Russia attacked Ukraine with 32 drones overnight into Sunday, Kyiv military chiefs said, most of them aimed around the capital.

Air defences shot down 25 of them, they added, without accounting for the other seven.

The aerial assault comes at a time when national leaders are ramping up calls for extra Western support to repel the Russian invasion.

The military’s general staff said “the occupiers attacked Ukraine with 32 kamikaze drones… of which 25 were destroyed by Ukrainian air defence forces”.

“The Russian occupiers directed most of the attack UAVs to the Kyiv region,” they said.

“Drones entered the capital in groups and from different directions,” Sergiy Popko, head of the Kyiv City Military Administration, wrote on Telegram.

Debris fell in several districts, damaging an apartment in a multi-storey building, as well as road surfaces and power lines, he added, saying one person was injured.

Russia systematically targeted Ukrainian cities early in the invasion launched last year, but massive strikes have become less frequent as Moscow’s stockpiles dwindle and Ukraine bolsters its air defences.

Last month, Kyiv destroyed more than 20 drones and missiles in what it called the “most powerful strike” on the capital since spring.

Speeches by several senior Ukrainian officials released Saturday drew a picture of a country at war held back by allies who had failed to grasp the scale and urgency of the crisis.

Newly appointed Defence Minister Rustem Umerov called for more military equipment.

“We are grateful for all the support provided… We need more heavy weapons,” Mr.

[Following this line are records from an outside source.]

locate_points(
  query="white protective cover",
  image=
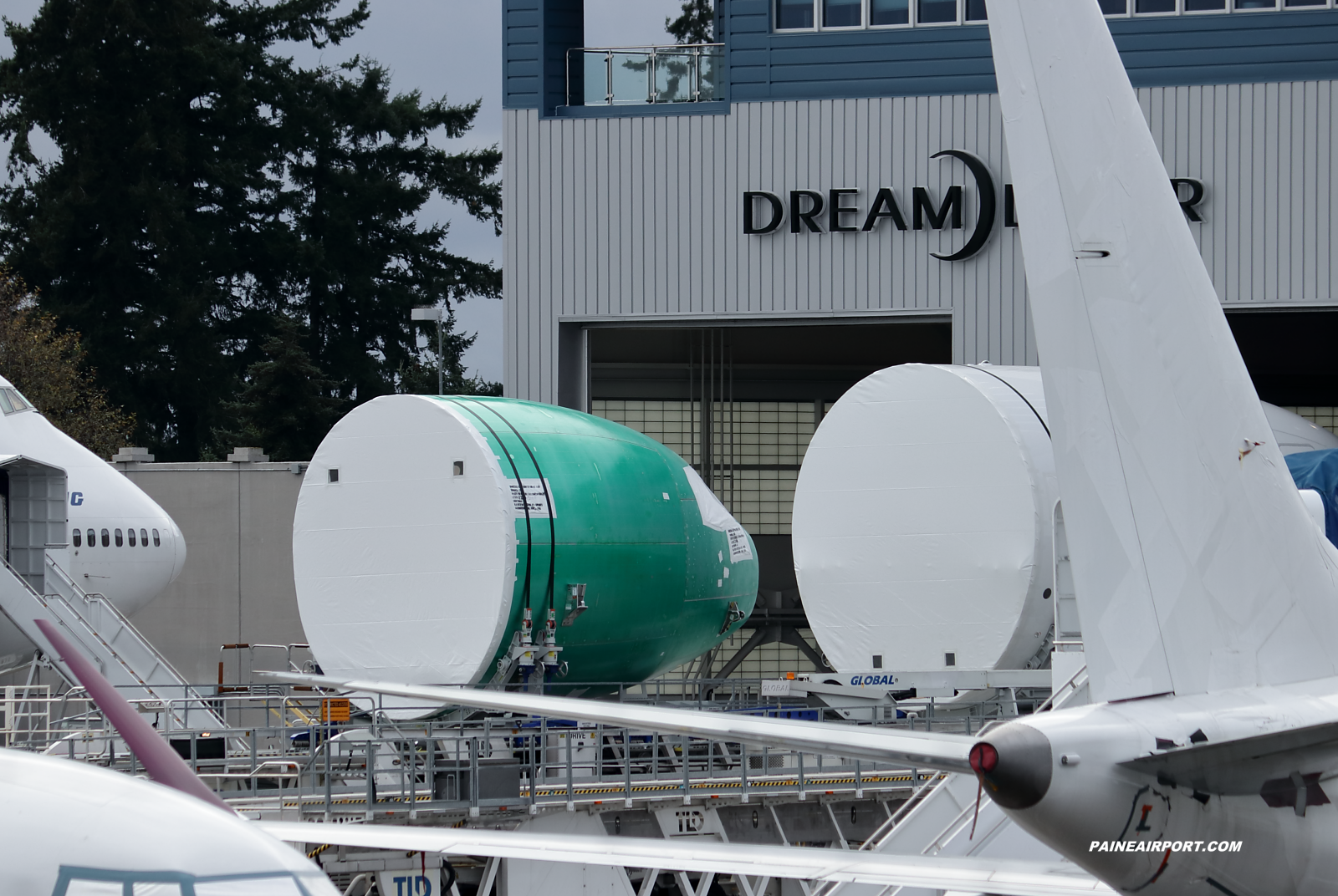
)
(922, 521)
(1195, 563)
(401, 566)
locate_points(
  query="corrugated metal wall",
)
(640, 217)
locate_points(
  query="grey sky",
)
(454, 48)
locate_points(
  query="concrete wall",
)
(237, 585)
(639, 218)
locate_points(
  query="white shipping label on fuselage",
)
(739, 548)
(539, 496)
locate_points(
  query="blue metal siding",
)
(535, 37)
(956, 59)
(929, 60)
(519, 53)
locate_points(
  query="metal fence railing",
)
(298, 752)
(639, 75)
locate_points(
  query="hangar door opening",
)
(740, 405)
(1289, 354)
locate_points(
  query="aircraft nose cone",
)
(1014, 766)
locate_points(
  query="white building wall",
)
(640, 217)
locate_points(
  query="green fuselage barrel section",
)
(659, 583)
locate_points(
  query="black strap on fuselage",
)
(548, 499)
(525, 505)
(1019, 395)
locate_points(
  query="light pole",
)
(434, 314)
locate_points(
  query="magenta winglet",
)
(157, 756)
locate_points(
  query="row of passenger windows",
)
(107, 537)
(807, 15)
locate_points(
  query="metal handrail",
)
(653, 53)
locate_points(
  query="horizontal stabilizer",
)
(920, 749)
(1008, 878)
(1244, 766)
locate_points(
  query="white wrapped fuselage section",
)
(923, 517)
(405, 546)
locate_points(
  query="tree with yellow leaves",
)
(46, 364)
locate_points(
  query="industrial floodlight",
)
(432, 314)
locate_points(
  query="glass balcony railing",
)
(640, 75)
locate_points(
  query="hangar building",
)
(711, 244)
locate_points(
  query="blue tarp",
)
(1318, 470)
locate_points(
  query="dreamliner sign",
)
(840, 211)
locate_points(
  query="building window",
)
(937, 13)
(794, 13)
(843, 13)
(889, 13)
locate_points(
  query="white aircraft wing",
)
(1008, 878)
(1195, 565)
(920, 749)
(1262, 764)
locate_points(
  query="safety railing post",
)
(626, 768)
(325, 746)
(371, 779)
(474, 777)
(572, 804)
(687, 771)
(743, 771)
(411, 751)
(430, 771)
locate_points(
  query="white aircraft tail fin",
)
(1197, 566)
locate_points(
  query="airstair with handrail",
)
(120, 653)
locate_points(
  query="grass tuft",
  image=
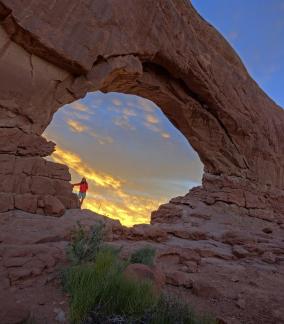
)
(101, 293)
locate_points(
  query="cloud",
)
(102, 139)
(76, 126)
(117, 102)
(123, 122)
(106, 193)
(74, 161)
(129, 112)
(165, 135)
(76, 105)
(152, 119)
(146, 105)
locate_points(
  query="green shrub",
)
(102, 284)
(101, 293)
(144, 255)
(85, 245)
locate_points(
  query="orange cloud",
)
(79, 106)
(74, 162)
(146, 105)
(106, 194)
(123, 122)
(165, 135)
(152, 119)
(76, 126)
(117, 102)
(102, 139)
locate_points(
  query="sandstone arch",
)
(52, 53)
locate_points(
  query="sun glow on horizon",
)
(114, 202)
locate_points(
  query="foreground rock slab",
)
(224, 264)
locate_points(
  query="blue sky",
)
(255, 29)
(132, 156)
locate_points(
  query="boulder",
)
(143, 272)
(53, 206)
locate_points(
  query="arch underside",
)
(181, 63)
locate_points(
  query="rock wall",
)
(54, 53)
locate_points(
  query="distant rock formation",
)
(54, 53)
(223, 263)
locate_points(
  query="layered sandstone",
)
(224, 263)
(161, 50)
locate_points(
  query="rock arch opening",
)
(133, 157)
(185, 67)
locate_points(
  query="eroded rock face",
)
(162, 50)
(224, 263)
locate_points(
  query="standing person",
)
(83, 190)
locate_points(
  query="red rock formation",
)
(53, 54)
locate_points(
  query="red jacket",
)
(83, 186)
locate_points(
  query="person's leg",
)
(80, 198)
(83, 198)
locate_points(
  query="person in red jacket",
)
(83, 190)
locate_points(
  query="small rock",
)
(239, 251)
(267, 230)
(204, 289)
(178, 278)
(268, 257)
(60, 315)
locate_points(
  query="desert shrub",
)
(102, 285)
(101, 293)
(144, 255)
(85, 245)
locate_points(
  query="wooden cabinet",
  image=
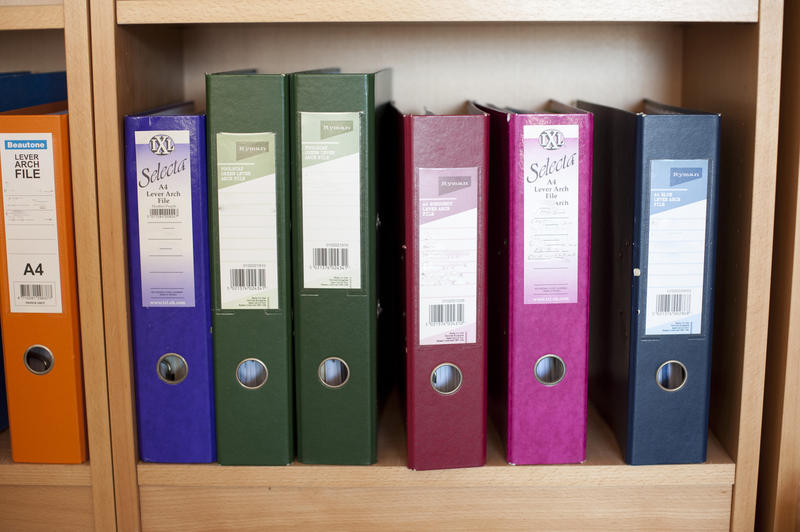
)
(41, 36)
(722, 55)
(779, 473)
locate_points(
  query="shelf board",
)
(32, 16)
(603, 467)
(232, 11)
(15, 474)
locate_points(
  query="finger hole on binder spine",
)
(446, 379)
(172, 368)
(38, 359)
(550, 370)
(334, 372)
(251, 373)
(671, 376)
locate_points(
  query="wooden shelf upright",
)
(43, 35)
(716, 55)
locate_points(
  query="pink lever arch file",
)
(540, 205)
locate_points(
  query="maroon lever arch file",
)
(445, 171)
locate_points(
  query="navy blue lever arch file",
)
(653, 262)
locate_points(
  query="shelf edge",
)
(247, 11)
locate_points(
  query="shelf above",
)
(32, 17)
(14, 474)
(604, 467)
(237, 11)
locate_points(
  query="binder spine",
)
(550, 195)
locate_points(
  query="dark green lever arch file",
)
(248, 162)
(336, 122)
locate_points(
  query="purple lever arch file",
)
(540, 199)
(169, 286)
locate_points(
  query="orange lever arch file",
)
(38, 292)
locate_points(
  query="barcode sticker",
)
(675, 247)
(331, 200)
(330, 258)
(447, 248)
(164, 201)
(674, 304)
(446, 314)
(36, 291)
(247, 209)
(164, 212)
(30, 213)
(248, 278)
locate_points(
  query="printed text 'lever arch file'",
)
(540, 205)
(446, 168)
(248, 135)
(39, 309)
(653, 278)
(170, 300)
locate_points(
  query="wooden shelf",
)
(603, 467)
(12, 473)
(32, 17)
(216, 11)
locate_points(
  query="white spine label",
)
(448, 255)
(331, 198)
(166, 246)
(29, 212)
(676, 246)
(248, 227)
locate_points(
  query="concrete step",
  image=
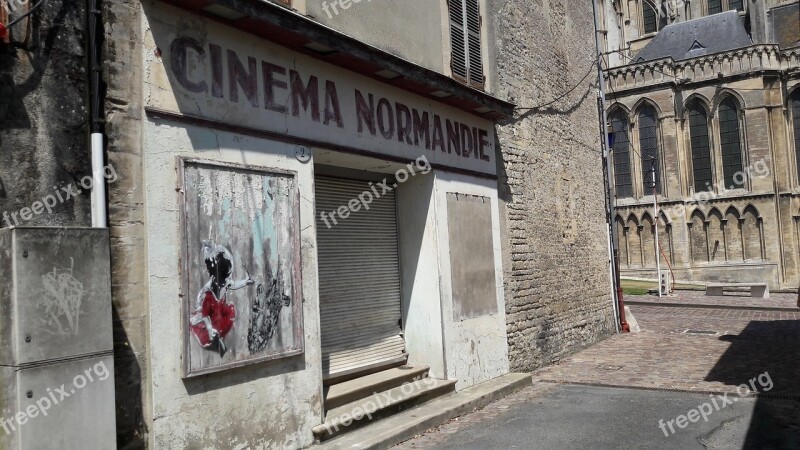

Umerov said in his speech. But he added: “We need them today. We need them now.”

President Volodymyr Zelensky said the slow delivery of Western weapons was hampering the counteroffensive against Russian positions in the east and south of the country.

Deputy Intelligence Chief Vadym Skibitsky estimated Saturday that Russia has more than 420,000 soldiers in the east and south of Ukraine, including Crimea.

Mr. Skibitsky also said Russia had for a month been actively launching attacks from Crimea, which it annexed in 2014.

“Drones deployed in Crimea are used against our ports of Izmail and Reni” used as alternative export hubs, particularly since the expiry of the deal allowing grain exports on the Black Sea.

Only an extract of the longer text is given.